Not sure. It seems they are different. We only set TuningSlowLEA for Atom, but AOM says:

Assembly/Compiler Coding Rule 5. (MH impact, H generality) For Intel Atom processors, LEA
should be used for address manipulation; but software should avoid the following situations which
creates dependencies from ALU to AGU: an ALU instruction (instead of LEA) for address manipulation or
ESP updates; a LEA for ternary addition or non-destructive writes which do not feed address
generation. Alternatively, hoist producer instruction more than 3 cycles above the consumer instruction
that uses the AGU.

Here the case looks like "non-destructive write".

pengfei added inline comments.Feb 17 2022, 4:42 AM
llvm/test/CodeGen/X86/xmulo.ll
489–492

OK, I misunderstood it. It only applies to Atom.

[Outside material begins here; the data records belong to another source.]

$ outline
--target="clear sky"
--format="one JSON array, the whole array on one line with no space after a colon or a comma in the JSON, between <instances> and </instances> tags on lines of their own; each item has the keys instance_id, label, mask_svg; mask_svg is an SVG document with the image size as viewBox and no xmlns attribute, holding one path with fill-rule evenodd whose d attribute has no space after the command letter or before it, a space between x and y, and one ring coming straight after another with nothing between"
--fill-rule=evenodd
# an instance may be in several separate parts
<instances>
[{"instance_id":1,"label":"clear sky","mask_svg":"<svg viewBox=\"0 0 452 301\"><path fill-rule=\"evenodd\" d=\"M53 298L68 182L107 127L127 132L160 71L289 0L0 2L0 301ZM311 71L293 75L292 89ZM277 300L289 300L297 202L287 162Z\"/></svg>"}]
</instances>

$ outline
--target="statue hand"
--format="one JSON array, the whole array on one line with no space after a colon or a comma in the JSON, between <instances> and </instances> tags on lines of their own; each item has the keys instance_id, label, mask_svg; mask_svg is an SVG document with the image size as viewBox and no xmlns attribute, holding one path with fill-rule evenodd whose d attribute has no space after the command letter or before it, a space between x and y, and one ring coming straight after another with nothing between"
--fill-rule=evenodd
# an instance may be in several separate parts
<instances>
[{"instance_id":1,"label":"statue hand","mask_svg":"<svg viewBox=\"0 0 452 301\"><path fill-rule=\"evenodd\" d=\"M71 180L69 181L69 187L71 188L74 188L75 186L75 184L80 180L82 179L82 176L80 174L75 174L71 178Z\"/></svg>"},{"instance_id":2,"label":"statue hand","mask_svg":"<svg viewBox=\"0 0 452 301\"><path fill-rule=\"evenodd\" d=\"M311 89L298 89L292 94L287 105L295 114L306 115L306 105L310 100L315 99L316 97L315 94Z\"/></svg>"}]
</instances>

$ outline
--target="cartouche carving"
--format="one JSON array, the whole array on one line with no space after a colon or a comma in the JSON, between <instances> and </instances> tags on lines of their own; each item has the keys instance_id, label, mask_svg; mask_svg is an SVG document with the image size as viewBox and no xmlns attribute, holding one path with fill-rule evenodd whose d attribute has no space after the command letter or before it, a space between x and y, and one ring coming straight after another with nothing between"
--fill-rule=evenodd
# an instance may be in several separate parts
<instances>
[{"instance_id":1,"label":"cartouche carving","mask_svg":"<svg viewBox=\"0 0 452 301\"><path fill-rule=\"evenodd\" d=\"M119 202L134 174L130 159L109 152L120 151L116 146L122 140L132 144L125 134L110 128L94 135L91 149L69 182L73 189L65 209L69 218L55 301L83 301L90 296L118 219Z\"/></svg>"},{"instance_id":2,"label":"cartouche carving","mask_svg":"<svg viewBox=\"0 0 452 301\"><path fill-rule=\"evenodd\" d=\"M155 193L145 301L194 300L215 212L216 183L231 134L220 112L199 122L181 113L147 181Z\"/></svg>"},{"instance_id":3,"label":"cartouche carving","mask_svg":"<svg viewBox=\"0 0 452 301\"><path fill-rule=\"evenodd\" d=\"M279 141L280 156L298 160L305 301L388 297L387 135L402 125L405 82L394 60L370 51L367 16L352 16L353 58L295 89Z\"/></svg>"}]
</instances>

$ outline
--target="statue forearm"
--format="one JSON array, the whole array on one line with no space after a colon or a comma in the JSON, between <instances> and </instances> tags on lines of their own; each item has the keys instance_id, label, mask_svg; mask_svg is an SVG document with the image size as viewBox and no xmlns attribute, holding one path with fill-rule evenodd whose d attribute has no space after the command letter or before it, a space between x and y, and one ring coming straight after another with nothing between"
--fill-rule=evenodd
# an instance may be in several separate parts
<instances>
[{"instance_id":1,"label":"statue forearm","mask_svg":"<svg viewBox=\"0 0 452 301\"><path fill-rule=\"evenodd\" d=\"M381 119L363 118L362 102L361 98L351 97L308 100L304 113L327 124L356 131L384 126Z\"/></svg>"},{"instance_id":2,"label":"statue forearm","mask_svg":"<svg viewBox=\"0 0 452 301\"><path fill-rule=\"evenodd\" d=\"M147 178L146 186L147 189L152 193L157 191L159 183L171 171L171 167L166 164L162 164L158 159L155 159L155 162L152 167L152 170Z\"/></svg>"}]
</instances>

Sorry for the noisy.

pengfei accepted this revision.Feb 17 2022, 4:43 AM

LGTM.

This revision is now accepted and ready to land.Feb 17 2022, 4:43 AM
This revision was landed with ongoing or failed builds.Feb 17 2022, 5:51 AM
This revision was automatically updated to reflect the committed changes.